Debray, négationniste de l’esclavage

Dès 2002, j’avais tenté d’attirer l’attention d’un certain nombre de responsables de tous bords sur l’intérêt qu’il y aurait pour la France de participer dignement à la célébration du bicentenaire d’Haïti, prévue pour le 1er janvier 2004. Parmi ces responsables, Valérie Terranova, très proche de Jacques Chirac et officiellement conseillère à la Présidence de la République pour la francophonie. Officieusement, elle s’occupait aussi du Japon et des bonnes oeuvres d’Omar Bongo. Valérie Terranova s’était présentée à moi le jour du transfert au Panthéon des cendres d’Alexandre Dumas. C’est elle qui avait eu l’idée de ce transfert et qui l’avait imposée à Chirac lequel s’intéressait autant à Dumas que moi au football et au fromage de tête. Terranova m’avait proposé de déjeuner. J’avais tenté d’expliquer à cette jeune femme parfaitement superficielle et inculte, dont la seule ambition, outre le fait de "servir le Président" était de faire accepter à Hollywood un scénario qu’elle avait écrit avec son frère, les origines haïtiennes des Dumas et la nécessité d’assumer avec dignité notre passé esclavagiste pour mieux combattre le racisme. C’était également une manière d’aider les Haïtiens à sortir du marasme où la France avait largement contribué à les plonger.

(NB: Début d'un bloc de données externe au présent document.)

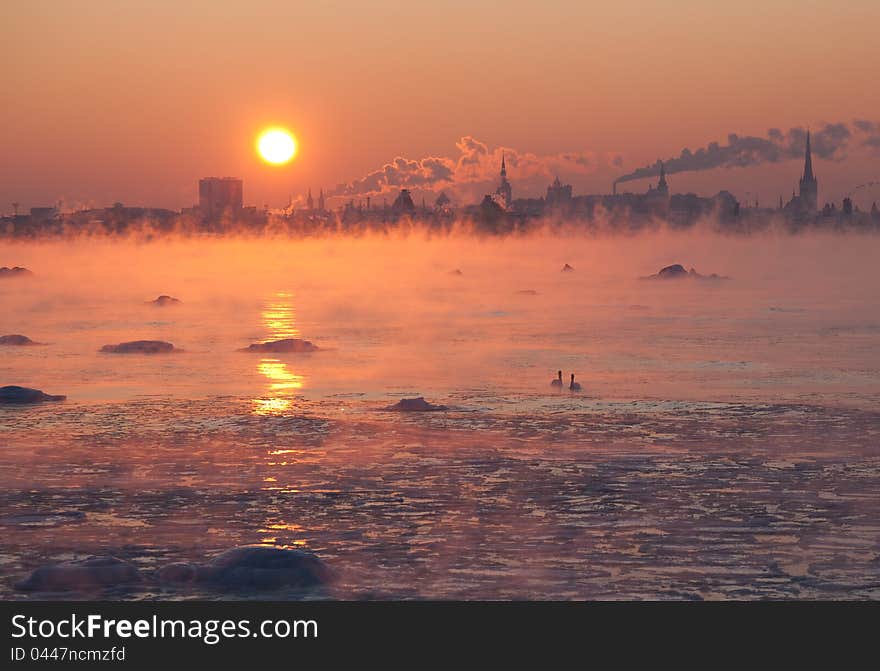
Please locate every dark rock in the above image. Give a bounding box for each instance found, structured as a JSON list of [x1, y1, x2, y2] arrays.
[[385, 396, 447, 412], [641, 263, 730, 280], [657, 263, 688, 280], [238, 338, 319, 354], [147, 294, 180, 308], [101, 340, 179, 354], [0, 385, 67, 405], [0, 266, 33, 278], [15, 556, 143, 592], [159, 545, 333, 589], [0, 334, 43, 347]]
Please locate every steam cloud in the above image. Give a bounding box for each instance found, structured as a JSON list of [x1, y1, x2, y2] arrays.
[[328, 135, 619, 202], [616, 119, 880, 183]]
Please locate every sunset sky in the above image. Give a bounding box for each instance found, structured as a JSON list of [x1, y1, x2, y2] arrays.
[[0, 0, 880, 213]]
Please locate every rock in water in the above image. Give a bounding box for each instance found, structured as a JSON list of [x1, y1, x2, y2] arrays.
[[159, 545, 332, 589], [147, 294, 180, 308], [15, 556, 142, 592], [642, 263, 730, 280], [101, 340, 177, 354], [0, 266, 33, 278], [0, 334, 43, 347], [0, 385, 67, 405], [657, 263, 688, 280], [385, 396, 447, 412], [238, 338, 319, 354]]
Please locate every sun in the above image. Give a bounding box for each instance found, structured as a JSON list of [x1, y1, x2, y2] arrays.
[[257, 128, 296, 165]]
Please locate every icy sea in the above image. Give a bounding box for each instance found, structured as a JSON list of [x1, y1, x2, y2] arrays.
[[0, 233, 880, 599]]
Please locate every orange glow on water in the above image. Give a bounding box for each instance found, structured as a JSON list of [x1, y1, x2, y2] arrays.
[[254, 291, 304, 415]]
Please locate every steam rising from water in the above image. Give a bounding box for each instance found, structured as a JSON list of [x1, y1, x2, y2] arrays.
[[0, 231, 880, 598]]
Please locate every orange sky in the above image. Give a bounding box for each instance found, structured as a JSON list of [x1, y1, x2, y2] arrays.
[[0, 0, 880, 212]]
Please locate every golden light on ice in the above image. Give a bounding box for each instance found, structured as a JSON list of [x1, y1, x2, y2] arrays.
[[257, 128, 296, 165]]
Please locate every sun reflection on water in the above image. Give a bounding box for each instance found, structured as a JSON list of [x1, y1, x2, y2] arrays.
[[253, 291, 304, 415]]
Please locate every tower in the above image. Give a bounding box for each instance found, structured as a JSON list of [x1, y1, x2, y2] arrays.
[[657, 161, 669, 196], [799, 131, 819, 212], [495, 154, 513, 207]]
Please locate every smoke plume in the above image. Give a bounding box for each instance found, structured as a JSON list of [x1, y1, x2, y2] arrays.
[[616, 119, 880, 183]]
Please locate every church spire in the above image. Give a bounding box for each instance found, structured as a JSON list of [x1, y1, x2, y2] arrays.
[[804, 131, 816, 182]]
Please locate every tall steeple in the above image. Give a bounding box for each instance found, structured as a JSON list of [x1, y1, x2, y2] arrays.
[[799, 131, 819, 212], [495, 154, 513, 207], [657, 161, 669, 193], [804, 131, 815, 182]]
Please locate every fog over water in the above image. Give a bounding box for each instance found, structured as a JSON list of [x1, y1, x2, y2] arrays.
[[0, 231, 880, 598]]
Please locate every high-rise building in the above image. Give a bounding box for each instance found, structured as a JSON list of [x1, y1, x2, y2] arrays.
[[199, 177, 242, 217], [800, 131, 819, 212]]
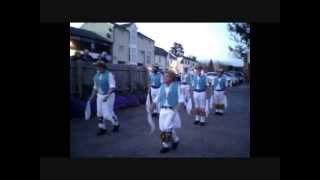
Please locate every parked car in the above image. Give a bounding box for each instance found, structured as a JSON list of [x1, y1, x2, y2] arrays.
[[206, 72, 218, 85], [230, 71, 240, 85], [235, 72, 245, 83], [223, 73, 233, 87], [224, 72, 237, 87]]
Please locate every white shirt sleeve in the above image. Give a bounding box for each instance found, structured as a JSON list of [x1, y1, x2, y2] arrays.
[[178, 85, 184, 103], [225, 79, 228, 87], [160, 74, 163, 84], [153, 93, 160, 104], [109, 72, 116, 88], [93, 81, 97, 90], [205, 76, 210, 87]]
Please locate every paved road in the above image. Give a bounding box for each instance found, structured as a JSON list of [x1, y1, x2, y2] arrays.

D’après le rapport qu’elle fit de notre rencontre, ce qui fut retenu à l’Élysée était l’imminence des célébrations du bicentenaire (auxquelles, par ignorance, personne n’avait songé), le fait que les anti-napoléoniens s’organisaient à Port-au-Prince, la dangerosité de certains nègres français plus intelligents qu’on aurait pu le croire et l’urgence de parer le coup en montant rapidement une expédition punitive. Il lui fallait un général. On choisit Régis Debray et on lui assigna une double mission. D’abord constituer un rempart d’intellectuels contre la montée des revendications « mémorielles » en France. La seconde mission était de saboter le bicentenaire de l’indépendance d’Haïti et de prêter main forte à un probable coup d’Etat décidé par Washington contre Aristide, qui était le premier président démocratiquement élu de l’histoire d’Haïti et qui avait l’audace d’évoquer le passé peu glorieux de la France : 150 ans d’esclavage, 1 million d’Africains déportés, 5 millions de morts en Afrique du fait de cette déportation d’une part, un racket de 21 milliards de dollars imposé manu militari par Paris en 1825 d’autre part [4].

Debray, devenu grenouille de bénitier, était l’ami intime de la soeur de Dominique de Villepin, Véronique Albanel, épouse d’un général de l’armée de l’air dont Villepin envisageait de faire le chef d’état major des armées. La générale animait une mystérieuse association en télépathie avec le Vatican, dénommée Fraternité-Universelle, disposant en apparence de gros moyens, et qui était présente, sous prétexte d’intervention humanitaire, sur tous les points chauds du tiers monde et en particulier en Haïti. Cette Mata-Hari de confessionnal recrutait à sciences-po, via l’aumônerie. Debray était ravi de pouvoir se prosterner aux pieds des puissants du moment : Chirac, Villepin. Il allait redevenir, comme sous Mitterrand, le conseiller du prince. Il pourrait faire livrer des armes à ses vieux amis sans d’ailleurs forcément utiliser la procédure normale. On lui redonnerait peut être même un bureau à l’Elysée.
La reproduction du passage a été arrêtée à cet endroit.